Title: The Winter Fortress; Author: Neal Bascomb; Publisher: Head of Zeus; Pages: 399; Price: Rs 499
Would the Second World War have ended the same way if Hitler’s Germany had developed an atomic bomb? At one point, the Nazis were tied with the Allies, even after driving away many gifted brains by their racial policies, but lost the race. A crucial reason was denial of a vital ingredient in a campaign by those fully conscious that their activities meant trouble for their families and other citizens.
How this happened is a tale that seems laughably unbelievable. A team of highly-trained, heavily-armed commandos make their way into a well-guarded industrial complex in Nazi-occupied Norway, blow it up and escape without even the German guards knowing anyone was there, leave alone firing a single shot.
But this episode, likely to be known to war movie buffs who have seen “The Heroes of Telemark” (1965), was only part of an operation which was much longer, more complicated and definitely stranger than the Kirk Douglas-Richard Harris starrer.
Telling the full story, in all its improbable highs and tragic lows, is American journalist and author Neal Bascomb in his latest book.
Known for his works, including the attempts to break the four-minute mile by a trio of Oxford students, the mutiny on the Battleship Potemkin, and the long search for Nazi war criminal Adolf Eichman, he begins with the story of a French attempt in 1940 to source a large consignment of heavy water from its manufacturer, Norsk Hydro in then neutral Norway.
In true thriller style, it follows the French agent’s nail-biting attempts to get these stocks home under the nose of Germans, before giving a sketch of the German takeover of Norway and their dismay at finding out that the Norwegians did not live up to their idea of a fellow Aryan people, and created great trouble with a spirited resistance movement.
It is here that Bascomb introduces us to the varied crew of Norwegians who fled across the North Sea to Britain to take part in the greater struggle or those who abandoned their usual lives to pick up arms at home, both combining to eventually accomplish perhaps the greatest strategic victory for the Allies — the destruction of a heavy water plant whose output was desperately needed by the Nazis.
In the stories of Leif Tronstad, the physics professor who fled to Britain and became a key planner for clandestine operations though always wanting to return home to fight, of Martin Linge, of Knut Haukelid, Einar Skinnarland, and many others, he presents a tale of devoted patriots that should serve as a model even now.
Intertwined with this is the equally riveting account of efforts on ways to gain control of the immense power in the atoms by mastering nuclear fission on both the Allied and the Axis sides, and the former’s attempts to subvert their opponent’s efforts.
It thus has all the makings of a first-class thriller but Bascomb strives to make it as real as possible. You may find that there is a lot of detail about training, planning and preparation, while the actual action seems much shorter in comparison — but then that is how it happens in real life.

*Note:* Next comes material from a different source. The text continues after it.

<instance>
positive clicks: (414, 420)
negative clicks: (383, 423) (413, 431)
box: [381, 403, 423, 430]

There is plenty of tragedy — Tronstad’s own case, the fate of the Royal Engineers sent to sabotage the plant, and finally the necessity of blowing up a ferry on which the Nazis are transporting the last of the heavy water, while knowing that many civilian passengers will also be killed.
And there are plenty of dramatic incidents — nerve-wracking climbs of steep cliffs with heavy loads in the dark, fleeing pursuing German soldiers on skis and turning back to shoot the closest pursuer, hiding from your own father to prevent him from knowing you are back, explaining the pistol that fell from your pocket in a hotel full of German soldiers and more.
But the real value is showing how these Norwegians (many who went on to live long lives while one is still alive) operated while knowing that their task meant at least long separations from their families, trouble for their relatives and their associates from the vengeful and vicious Nazis, and deaths of many innocent compatriots — but accepted all these as necessary sacrifices.
This is true patriotism — not peddling hate speech on social media.